At the end of June 2015, CEA LIST (a French Research Institution) contacted me, asking for my freelance services as industrial LEGO designer in order to build a working LEGO car factory model. This working industrial model will be the test bench for their new Eclipse Papyrus plugin, a programming language for automation and industrial processes.
The specifications for the LEGO car factory were set by CEA, and we agreed on some adjustments in order to make a robust compact and modular LEGO MINDSTORMS model.
The little LEGO car built by the factory is an adaptation of LEGO Movie Emmet’s car featured in the LEGO set 70818. I had to redesign it so that each subcomponent (especially the front part) could stay together alone in a robust way, and be easily assembled on the chassis.
Each car has a custom-printed plaque showing CEA Tech Logo. Each minifigure has a printed torso showing Papyrus and CEA tech logos. The custom-printed LEGO parts were provided by Print-a-Brick, which I strongly recommend for the quality of the digital printing and the speed of the service.
All the four modules of the LEGO car factory share the same design, and can be snapped together easily just like the LEGO CREATOR modular buildings. Each module features a 4-degrees-of-freedom (DOF) manipulator robot arm, a gravity rack for the parts, a conveyor and a “welding station”, which actually is a press that assembles the car subparts onto each other. The first module (the master) just
picks the car chassis from the gravity racks (featuring a mechanical stop), and places it on the conveyor, thus it does not need the press.
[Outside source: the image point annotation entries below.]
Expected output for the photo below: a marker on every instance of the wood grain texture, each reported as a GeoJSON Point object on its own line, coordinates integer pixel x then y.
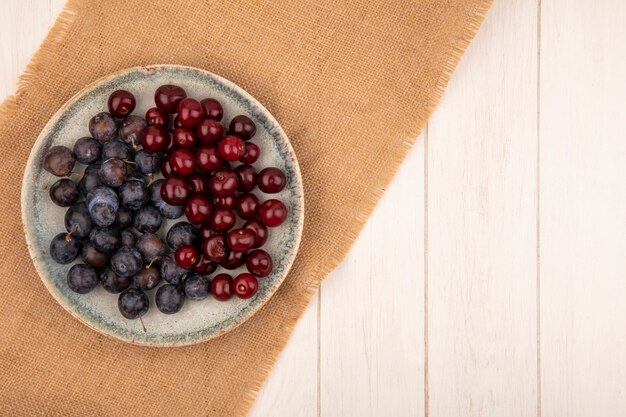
{"type": "Point", "coordinates": [583, 208]}
{"type": "Point", "coordinates": [482, 198]}
{"type": "Point", "coordinates": [291, 388]}
{"type": "Point", "coordinates": [371, 329]}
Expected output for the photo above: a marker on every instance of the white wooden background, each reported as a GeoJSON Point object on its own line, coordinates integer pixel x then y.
{"type": "Point", "coordinates": [491, 279]}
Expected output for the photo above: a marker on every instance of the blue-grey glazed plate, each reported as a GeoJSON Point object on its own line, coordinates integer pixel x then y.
{"type": "Point", "coordinates": [198, 320]}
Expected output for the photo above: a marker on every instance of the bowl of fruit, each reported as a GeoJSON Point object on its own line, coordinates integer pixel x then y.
{"type": "Point", "coordinates": [162, 205]}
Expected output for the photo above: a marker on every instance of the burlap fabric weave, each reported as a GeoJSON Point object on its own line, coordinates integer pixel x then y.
{"type": "Point", "coordinates": [351, 81]}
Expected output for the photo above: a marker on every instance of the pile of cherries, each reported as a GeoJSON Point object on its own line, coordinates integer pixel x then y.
{"type": "Point", "coordinates": [208, 176]}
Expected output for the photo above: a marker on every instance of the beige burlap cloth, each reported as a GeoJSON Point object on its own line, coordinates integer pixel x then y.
{"type": "Point", "coordinates": [351, 81]}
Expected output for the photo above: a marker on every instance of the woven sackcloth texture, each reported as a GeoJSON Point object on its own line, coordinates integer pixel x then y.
{"type": "Point", "coordinates": [352, 82]}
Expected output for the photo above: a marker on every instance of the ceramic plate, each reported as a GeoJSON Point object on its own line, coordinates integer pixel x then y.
{"type": "Point", "coordinates": [197, 320]}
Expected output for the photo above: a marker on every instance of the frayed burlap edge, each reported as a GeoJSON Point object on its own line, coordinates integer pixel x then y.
{"type": "Point", "coordinates": [60, 29]}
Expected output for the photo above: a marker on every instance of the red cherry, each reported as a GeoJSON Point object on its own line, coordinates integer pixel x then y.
{"type": "Point", "coordinates": [189, 112]}
{"type": "Point", "coordinates": [186, 256]}
{"type": "Point", "coordinates": [220, 287]}
{"type": "Point", "coordinates": [183, 162]}
{"type": "Point", "coordinates": [154, 138]}
{"type": "Point", "coordinates": [198, 209]}
{"type": "Point", "coordinates": [245, 285]}
{"type": "Point", "coordinates": [156, 117]}
{"type": "Point", "coordinates": [170, 144]}
{"type": "Point", "coordinates": [271, 180]}
{"type": "Point", "coordinates": [208, 159]}
{"type": "Point", "coordinates": [184, 137]}
{"type": "Point", "coordinates": [175, 191]}
{"type": "Point", "coordinates": [251, 153]}
{"type": "Point", "coordinates": [240, 240]}
{"type": "Point", "coordinates": [210, 131]}
{"type": "Point", "coordinates": [260, 231]}
{"type": "Point", "coordinates": [212, 109]}
{"type": "Point", "coordinates": [199, 183]}
{"type": "Point", "coordinates": [166, 167]}
{"type": "Point", "coordinates": [242, 126]}
{"type": "Point", "coordinates": [259, 263]}
{"type": "Point", "coordinates": [246, 177]}
{"type": "Point", "coordinates": [223, 220]}
{"type": "Point", "coordinates": [231, 148]}
{"type": "Point", "coordinates": [214, 248]}
{"type": "Point", "coordinates": [233, 260]}
{"type": "Point", "coordinates": [167, 97]}
{"type": "Point", "coordinates": [223, 183]}
{"type": "Point", "coordinates": [227, 202]}
{"type": "Point", "coordinates": [121, 103]}
{"type": "Point", "coordinates": [205, 231]}
{"type": "Point", "coordinates": [272, 213]}
{"type": "Point", "coordinates": [247, 205]}
{"type": "Point", "coordinates": [204, 266]}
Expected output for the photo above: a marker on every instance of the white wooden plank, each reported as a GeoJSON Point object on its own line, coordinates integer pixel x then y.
{"type": "Point", "coordinates": [23, 26]}
{"type": "Point", "coordinates": [583, 208]}
{"type": "Point", "coordinates": [482, 168]}
{"type": "Point", "coordinates": [55, 8]}
{"type": "Point", "coordinates": [371, 335]}
{"type": "Point", "coordinates": [291, 388]}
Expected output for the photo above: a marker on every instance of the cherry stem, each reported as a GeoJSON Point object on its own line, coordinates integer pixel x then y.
{"type": "Point", "coordinates": [69, 235]}
{"type": "Point", "coordinates": [46, 185]}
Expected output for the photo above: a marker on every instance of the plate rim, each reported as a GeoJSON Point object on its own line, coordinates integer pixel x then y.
{"type": "Point", "coordinates": [24, 200]}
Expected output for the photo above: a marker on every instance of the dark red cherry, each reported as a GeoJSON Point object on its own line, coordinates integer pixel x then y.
{"type": "Point", "coordinates": [154, 138]}
{"type": "Point", "coordinates": [209, 131]}
{"type": "Point", "coordinates": [245, 285]}
{"type": "Point", "coordinates": [223, 183]}
{"type": "Point", "coordinates": [184, 137]}
{"type": "Point", "coordinates": [205, 231]}
{"type": "Point", "coordinates": [156, 117]}
{"type": "Point", "coordinates": [242, 126]}
{"type": "Point", "coordinates": [204, 266]}
{"type": "Point", "coordinates": [183, 162]}
{"type": "Point", "coordinates": [198, 209]}
{"type": "Point", "coordinates": [231, 148]}
{"type": "Point", "coordinates": [214, 248]}
{"type": "Point", "coordinates": [259, 263]}
{"type": "Point", "coordinates": [212, 109]}
{"type": "Point", "coordinates": [271, 180]}
{"type": "Point", "coordinates": [228, 202]}
{"type": "Point", "coordinates": [272, 213]}
{"type": "Point", "coordinates": [260, 231]}
{"type": "Point", "coordinates": [167, 98]}
{"type": "Point", "coordinates": [199, 183]}
{"type": "Point", "coordinates": [208, 159]}
{"type": "Point", "coordinates": [223, 220]}
{"type": "Point", "coordinates": [220, 287]}
{"type": "Point", "coordinates": [247, 206]}
{"type": "Point", "coordinates": [175, 191]}
{"type": "Point", "coordinates": [251, 154]}
{"type": "Point", "coordinates": [189, 112]}
{"type": "Point", "coordinates": [166, 168]}
{"type": "Point", "coordinates": [121, 103]}
{"type": "Point", "coordinates": [233, 260]}
{"type": "Point", "coordinates": [240, 240]}
{"type": "Point", "coordinates": [171, 145]}
{"type": "Point", "coordinates": [186, 256]}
The 4DOF robot arm is a redesign of my old manipulator robot
featured in my NXT industrial plant model, realized for Elettric80.
I programmed the LEGO car factory in EV3Basic, a textual programming language based on Microsoft SmallBasic with a specific extension for the LEGO MINDSTORMS EV3. At the time of development, EV3Basic was the only textual programming language for LEGO MINDSTORMS EV3 that supported Bluetooth communication, and allowed quick programming via USB, without having to deal with firmware replacement, cumbersome wi-fi based communcation, and long compiling time.
The factory is one of the physical test models for the programming language Papyrus, that is currently being developed at CEA-LIST.